Incubator-mxnet: Subprocess Deadlock with mxnet-mkl

Created on 1 Oct 2018  路  14Comments  路  Source: apache/incubator-mxnet

Description

mxnet-mkl hangs indefinitely when trying to spawn subprocesses. This is a recent issue we are observing with Sockeye and may be related to #8532, but it can be reproduced without Sockeye (see below).

Environment info (Required)

  • Python 3.6.6
  • MacOs
  • mxnet-mkl==1.3.0.post0
  • Anaconda Numpy (with MKL optimization): conda install mkl ; conda install numpy

Minimum reproducible example

The following code reliably reproduces the deadlock/indefinite hang in the main process.
It creates a minimal module and 'trains' for 500 iterations, spawning a subprocess every 100 iterations. The main process is supposed to wait until the subprocess finishes before starting the next one.

code.py:

import subprocess
import sys

import mxnet as mx

if __name__ == '__main__':

    if len(sys.argv) > 1:
        print("TESTING")
        test = True
        iterations = 50
    else:
        print("TRAINING")
        test = False
        iterations = 500

    x = mx.sym.Variable('x')
    y = mx.sym.Variable('y')

    sym = mx.sym.FullyConnected(x, num_hidden=5)
    sym = mx.sym.SoftmaxOutput(sym, y)

    x_data = mx.nd.uniform(0, 1, (32, 16))
    y_data = mx.nd.zeros((32, 5))
    batch = mx.io.DataBatch(data=[x_data], label=[y_data])

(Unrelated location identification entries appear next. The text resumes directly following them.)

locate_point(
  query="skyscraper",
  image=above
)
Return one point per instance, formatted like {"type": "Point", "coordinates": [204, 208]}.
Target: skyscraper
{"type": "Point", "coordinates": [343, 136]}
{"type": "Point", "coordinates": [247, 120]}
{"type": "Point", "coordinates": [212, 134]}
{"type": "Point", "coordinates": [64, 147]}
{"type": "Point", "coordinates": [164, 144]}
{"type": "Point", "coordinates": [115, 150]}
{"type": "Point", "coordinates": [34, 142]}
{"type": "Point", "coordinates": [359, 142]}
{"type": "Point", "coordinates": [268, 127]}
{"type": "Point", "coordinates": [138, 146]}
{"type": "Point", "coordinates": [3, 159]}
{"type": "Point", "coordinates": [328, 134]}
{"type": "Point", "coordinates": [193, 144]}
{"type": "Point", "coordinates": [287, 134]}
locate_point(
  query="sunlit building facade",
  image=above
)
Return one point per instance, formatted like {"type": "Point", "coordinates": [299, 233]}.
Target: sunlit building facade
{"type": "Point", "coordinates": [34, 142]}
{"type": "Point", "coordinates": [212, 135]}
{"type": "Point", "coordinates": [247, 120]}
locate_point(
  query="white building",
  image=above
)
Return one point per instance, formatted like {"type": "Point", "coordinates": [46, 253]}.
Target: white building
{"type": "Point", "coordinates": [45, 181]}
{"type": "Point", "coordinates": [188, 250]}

    mod = mx.mod.Module(sym, data_names=['x'], label_names=['y'])
    mod.bind(data_shapes=[mx.io.DataDesc('x', shape=x_data.shape)],
             label_shapes=[mx.io.DataDesc('y', shape=y_data.shape)],
             for_training=True, grad_req='write' if not test else 'null')
    mod.init_params()
    mod.init_optimizer()
    process = None
    for i in range(iterations):
        mod.forward(batch)
        if not test:
            mod.backward()
            mod.update()
        if i % 100 == 0 and i > 0:
            print(i)
            if not test:
                if process:
                    print("Waiting for process")
                    process.wait()
                cmd = [sys.executable, sys.argv[0], 'test']
                print("Starting process: '%s'" % " ".join(cmd))
                process = subprocess.Popen(cmd)
    if process:
        process.wait()

Steps to reproduce

  1. conda install mkl
  2. conda install numpy
  3. pip install mxnet-mkl --no-deps
  4. python3 code.py

What have you tried to solve it?

Replacing mxnet-mkl with mxnet or conda's numpy with pip-installed numpy (conda uninstall numpy; conda uninstall mkl; pip install numpy) resolves the issue and the output is as expected:

100
Starting process: '/Users/fhieber/miniconda3/bin/python3 sockeye/process_test.py test'
200
Waiting for process
TESTING
Starting process: '/Users/fhieber/miniconda3/bin/python3 sockeye/process_test.py test'
300
Waiting for process
TESTING
Starting process: '/Users/fhieber/miniconda3/bin/python3 sockeye/process_test.py test'
400
Waiting for process
TESTING
Starting process: '/Users/fhieber/miniconda3/bin/python3 sockeye/process_test.py test'
TESTING
MKL

Most helpful comment

Hi @mzhukova, thanks for the workaround with KMP_INIT_AT_FORK=false! This seems to fix the hanging issue for me.
Here's the version information when running with MKL_VERBOSE=1:

MKL_VERBOSE Intel(R) MKL 2019.0 Product build 20180710 for Intel(R) 64 architecture Intel(R) Advanced Vector Extensions 2 (Intel(R) AVX2) enabled processors, OSX 2.30GHz lp64 intel_thread
MKL_VERBOSE SDOT(2,0x7f9cc9432f80,1,0x7f9cc9432f80,1) 8.17ms CNR:OFF Dyn:1 FastMM:1 TID:0  NThr:2
MKL_VERBOSE Intel(R) MKL 2018.0 Update 3 Product build 20180406 for Intel(R) 64 architecture Intel(R) Advanced Vector Extensions 2 (Intel(R) AVX2) enabled processors, OSX 2.30GHz lp64 intel_thread
MKL_VERBOSE SGEMM(T,N,5,32,16,0x700005cf0738,0x7f9ccb85ddc0,16,0x7f9cca4e4c00,16,0x700005cf0740,0x7f9ccb9d8a40,5) 175.07us CNR:OFF Dyn:1 FastMM:1 TID:0  NThr:2
MKL_VERBOSE SAXPY(5,0x700005cf0738,0x7f9ccb85df00,1,0x7f9ccb9d8a40,1) 10.67us CNR:OFF Dyn:1 FastMM:1 TID:0  NThr:2
[...followed by an infinite amount of lines similar to the last the one above...]

All 14 comments

@mxnet-label-bot [MKL]

Actually, there is no need for the subprocess to be a Python process. replacing cmd = [sys.executable, sys.argv[0], 'test'] with cmd = ['ls'] produces the same hanging.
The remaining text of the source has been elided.